Barang bukti skincare milik Mira Hayati, Fenny Frans dan Ratu Glow saat diamankan di Polda Sulsel | Foto : IST

Barang bukti skincare milik Mira Hayati, Fenny Frans dan Ratu Glow saat diamankan di Polda Sulsel | Foto : IST

Rapor-Merah.com | Balai Besar Pemeriksaan Obat dan Makanan (BBPOM) Kota Makassar bekerja sama dengan Direktorat Reserse Kriminal Khusus (Ditkrimsus) Polda Sulawesi Selatan telah mengamankan sejumlah produk skincare yang terbukti mengandung bahan berbahaya.

Kepala BBPOM Makassar, Hariani, menyatakan pihaknya telah melakukan pengujian laboratorium terhadap 66 sampel produk skincare dan satu obat tradisional.

“Semua produk yang diamankan dilakukan uji laboratorium. Kami di BPOM selalu mengandalkan hasil uji laboratorium, tidak sekadar perkiraan,” ujar Hariani di Kantor Polda Sulsel, Jumat (8/11/2024).

Dari hasil uji laboratorium, beberapa produk skincare yang diamankan terbukti positif mengandung merkuri atau raksa,  produk milik Fenny Frans (FF), Ratu Glow, Mira Hayati, Maxie Glow, Bestie Glow, dan NRL. “Produk Day Cream Glowing dan Night Cream Glowing dari FF positif mengandung merkuri. Padahal, kedua produk ini sebelumnya memiliki izin notifikasi dari BPOM,” jelasnya.
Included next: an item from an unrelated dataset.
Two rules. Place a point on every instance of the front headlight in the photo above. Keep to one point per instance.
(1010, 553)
Produk lainnya yang disebutkan adalah My Body Slim dari Raja Glow (RG), yang seharusnya tergolong obat bahan alam dan tidak boleh mengandung bahan kimia aktif. Namun, hasil laboratorium menemukan zat bisacodyl, zat kimia aktif untuk penurunan berat badan, yang tidak sesuai dengan izin edar. “Ini mengandung bahan kimia aktif yang tidak seharusnya beredar,” tambah Hariani.
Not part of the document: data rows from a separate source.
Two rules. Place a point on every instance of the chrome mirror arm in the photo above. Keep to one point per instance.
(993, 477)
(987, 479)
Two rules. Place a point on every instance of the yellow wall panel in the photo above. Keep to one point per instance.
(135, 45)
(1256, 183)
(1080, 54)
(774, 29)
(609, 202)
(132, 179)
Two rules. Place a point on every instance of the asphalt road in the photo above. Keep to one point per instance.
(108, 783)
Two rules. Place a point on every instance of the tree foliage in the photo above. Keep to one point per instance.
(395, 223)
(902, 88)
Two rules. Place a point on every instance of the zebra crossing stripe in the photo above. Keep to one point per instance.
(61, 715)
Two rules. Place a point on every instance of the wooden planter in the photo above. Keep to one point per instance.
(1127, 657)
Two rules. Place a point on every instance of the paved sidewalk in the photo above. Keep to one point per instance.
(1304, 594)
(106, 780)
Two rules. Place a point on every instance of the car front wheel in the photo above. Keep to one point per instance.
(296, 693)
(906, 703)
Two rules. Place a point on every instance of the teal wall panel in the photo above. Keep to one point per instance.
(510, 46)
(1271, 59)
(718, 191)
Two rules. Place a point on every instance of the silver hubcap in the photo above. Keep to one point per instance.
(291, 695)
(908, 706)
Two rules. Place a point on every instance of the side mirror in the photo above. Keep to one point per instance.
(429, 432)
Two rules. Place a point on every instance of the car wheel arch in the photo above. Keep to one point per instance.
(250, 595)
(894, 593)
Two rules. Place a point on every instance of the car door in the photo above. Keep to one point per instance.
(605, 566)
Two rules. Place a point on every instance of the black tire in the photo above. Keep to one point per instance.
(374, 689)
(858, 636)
Sementara itu Kapolda Sulsel, Irjen Yudhiawan Wibisono membenarkan jika semua produk skincare yang sebelumnya dilaporkan masyarakat diduga mengandung bahan berbahaya telah disita dan saat ini masih dalam proses penyidikan. Termasuk bakal mengumumkan siapa saja pihak-pihak yang terlibat dalam peredaran skincare bermekuri di Sulsel.

“Jika terbukti mengandung bahan berbahaya pasti ada konsekuensi hukumnya,” tuturnya.
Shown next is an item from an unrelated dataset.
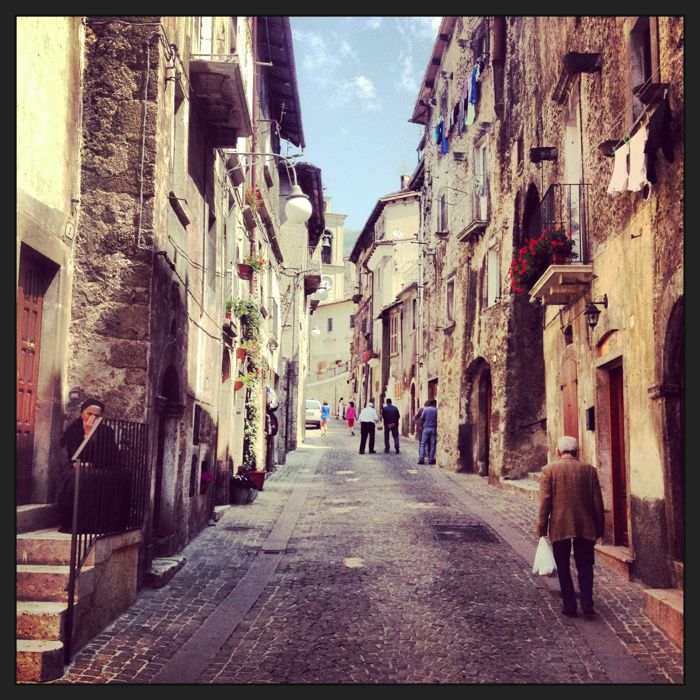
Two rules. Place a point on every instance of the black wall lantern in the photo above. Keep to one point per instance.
(592, 313)
(543, 153)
Sebelumnya diberitakan, produk kecantikan yang diduga milik Mira Hayati dan Nurul Damayana (NRL) kini tengah diselidiki oleh Ditreskrimsus Polda Sulsel. Produk-produk ini dicurigai mengandung zat kimia berbahaya, termasuk merkuri, yang dapat berdampak serius bagi kesehatan konsumen.